Lendo, por exemplo, "A Ilustre Casa de Ramires", nossos pais e avós da República Velha terão pressentido o que havia de comum entre eles e o herói do romance. Gonçalo Mendes Ramires é o herdeiro de uma família histórica, que resume a existência portuguesa desde os tempos de d. Afonso Henrique, mas o modesto rendimento das suas terras nortenhas apenas lhe permite hospedar-se no Hotel Bragança em raras fugas a Lisboa, retendo-o, a maior parte do tempo, no "seu buraco rural", onde vegeta entre sua torre várias vezes secular e a vizinha cidade de Oliveira, sede do distrito. O canudo de bacharel de Coimbra abre-lhe, em princípio, a perspectiva de uma carreira monotonamente administrativa, mas como possui veleidades literárias, imagina instrumentalizá-las para realizar a ambição maior de uma carreira política, vista à época como a coroação do talento literário, não da vocação política estrito senso. O que, seja dito de passagem, é também fenômeno muito nosso, a explicar boa parte do que a cultura brasileira tem de inautenticidade, de vez que a atividade cultural, inclusive na sua vertente universitária, foi e continua a ser vista como trampolim para a vida pública. O desejo inconfessado de ser ministro, deputado ou senador ainda habita secretamente a grande maioria dos intelectuais brasileiros.

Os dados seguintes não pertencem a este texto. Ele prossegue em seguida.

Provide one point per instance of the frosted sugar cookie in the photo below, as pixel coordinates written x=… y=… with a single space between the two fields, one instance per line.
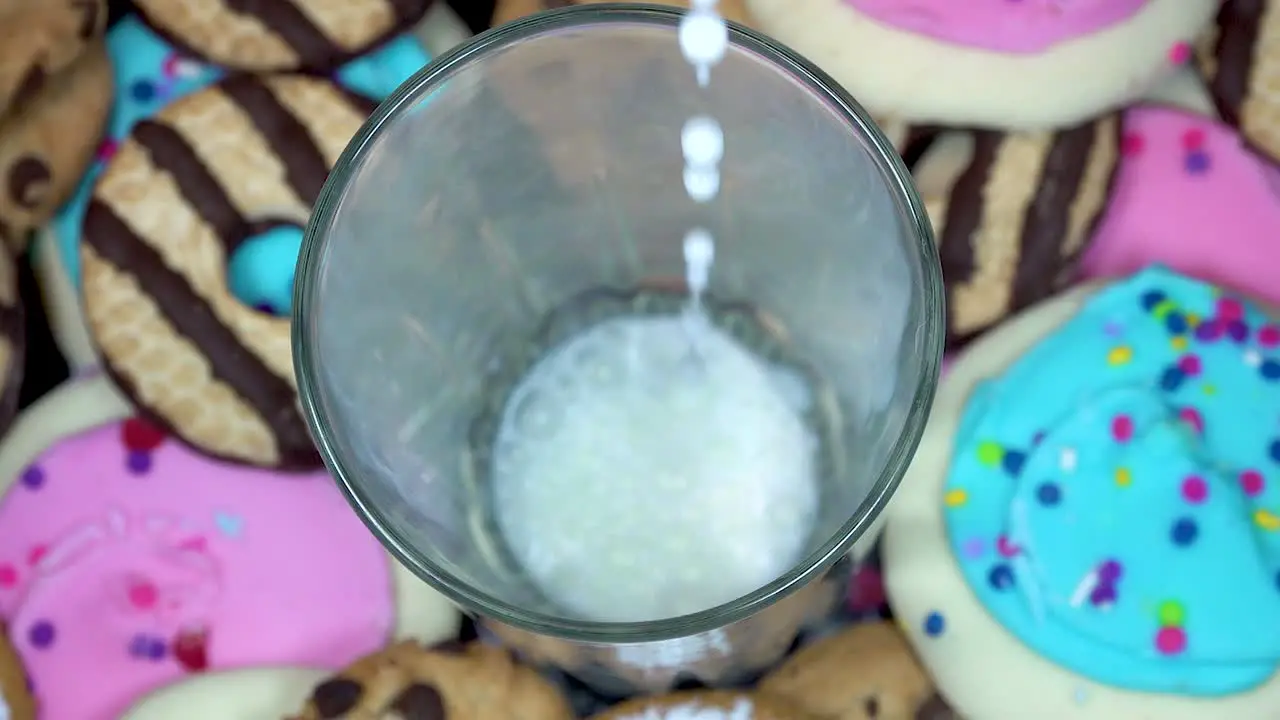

Quem é o aficionado da sociologia do romance que não enxerga no Fidalgo da Torre o descendente de muita família senhorial do tempo de d. Pedro 2º e do dr. Rodrigues Alves? Concluído o curso de direito, não lhe sobravam alternativas: a magistratura e a advocacia, uma intensamente disputada, outra, ainda pouco atraente financeiramente; ou o regresso ao campo, associado à família na exploração do engenho de açúcar ou da fazenda de café, regresso que resultava frequentemente penoso, de vez que o título superior criara expectativas excessivas em termos das oportunidades existentes, para não falar em que os anos de estudo na cidade faziam nascer o desapego, quando não a pura e simples rejeição, à vida rural.
É certo que se poderia argumentar que o romance de Machado de Assis (que aparente coincidência!) também poderia ser analisado segundo a teoria da inutilidade dos personagens. É inegável, contudo, que ele só viria a se tornar tão lido quanto Eça muito depois do triunfo deste no Brasil, que lhe deu um público bem mais amplo que o de Portugal, onde até recentemente ainda era válida a observação feita por Unamuno em 1908 de que os compatriotas de Eça olhavam de esguelha para seus livros, considerados demasiado irreverentes com o país.
Sobravam, aliás, razões para isso. Eça, Ramalho, Oliveira Martins pertenceram a uma geração tão estrangeirada como a que ficara célebre no século 18 ou a que colaborara com os invasores franceses nos começos do 19. Na sua comicidade, há poucas páginas tão cruéis sobre um povo como a descrição em "Os Maias" de uma corrida de cavalos em Lisboa. A leitura de "Os Maias" torna-se, aliás, muito mais enriquecedora se feita paralelamente à do "Portugal Contemporâneo", de Oliveira Martins. É inegável que tanto nessa obra como na "História de Portugal" do mesmo autor, Eça encontrou uma visão do país e do seu passado, cuja dramaticidade retocou com a camada de humor e de ironia que a tornou menos desesperante e que lhe permitiu, nos seus últimos livros, reconciliar-se com a realidade nacional.


Evaldo Cabral de Mello é historiador e diplomata aposentado. É autor, entre outros, de "Rubro Veio", "Olinda Restaurada" e "O Negócio do Brasil - Portugal, os Países Baixos e o Nordeste, 1641-1669" (Topbooks). Ele escreve mensalmente na Folha.